Si hay algo de positivo en las bufonadas con las que el Tribunal Constitucional está amenizando su interminable debate sobre el Estatut de Cataluña es el haber demostrado que cuando se pervierte el funcionamiento de los reguladores del Estado y se extiende hasta sus tuétanos el control que sobre ellos ejercen los partidos políticos el resultado no puede ser otro que el desprestigio de las instituciones, de los propios partidos y de la democracia misma. Cualquiera que a estas alturas sea su fallo sobre el Estatut, si es que éste llega algún día, estará viciado de origen.

No se trata de demonizar la política sino de reducirla a sus justos términos, amplísimos por otra parte. Lo que debería ser un organismo indiscutido, un intérprete de la Constitución fiable y solvente, no puede convertirse en el campo de batalla de los partidos o en una prolongación por otros medios de las trifulcas parlamentarias. Si a ello se le añade el ombliguismo de unos magistrados, cuya pasión por los focos les conduce a eternizarse en el centro del escenario, no cabe esperar otra cosa que un ripioso estrambote.

Más allá de las inconcebibles prórrogas de mandatos de varios de sus miembros, el Constitucional está muerto en su conjunto, y lo aconsejable sería darle, cuanto antes si fuera posible, un entierro digno. El problema es que no es posible, y ello por dos razones: la primera, porque al PP no le da la gana y al PSOE, tampoco; y la segunda, y fundamental, porque cuatro años después de que se levantara el telón de esta comedia, no queda constitucionalista de prestigio que no haya hecho su particular fallo sobre el Estatut. Es decir, que cualquiera de los sustitutos de los muertos vivientes del Constitucional estaría contaminado a priori, y sería recusable por cualquiera de las partes en litigio. Y vuelta a empezar.

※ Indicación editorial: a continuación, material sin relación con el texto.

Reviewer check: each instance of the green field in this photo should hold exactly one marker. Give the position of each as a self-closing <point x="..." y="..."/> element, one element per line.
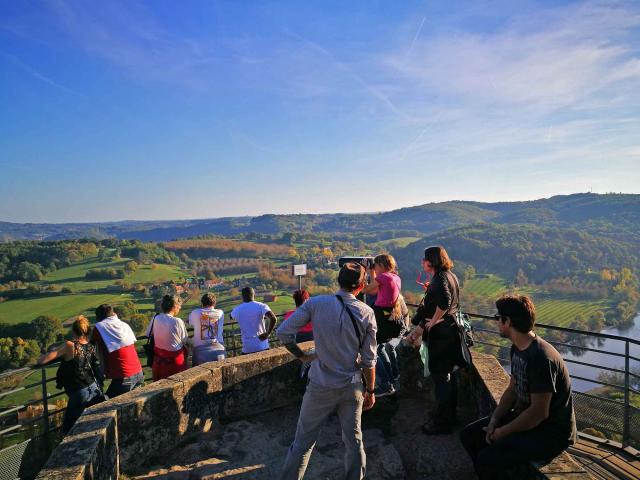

Paradójicamente, la democracia no terminará de asentarse si antes no se establecen claramente los cauces de su regeneración. Precisamos de instituciones que interpreten las leyes con criterios técnicos, dirigidas por figuras independientes, que no es lo mismo que apolíticas. Y si los mandatos prolongados o la ineligibilidad no dan resultados, habrá que pensar otras fórmulas. Y si nada funciona, mejor suprimirlas. Nos ahorraríamos algún bochorno y un pico en sueldos.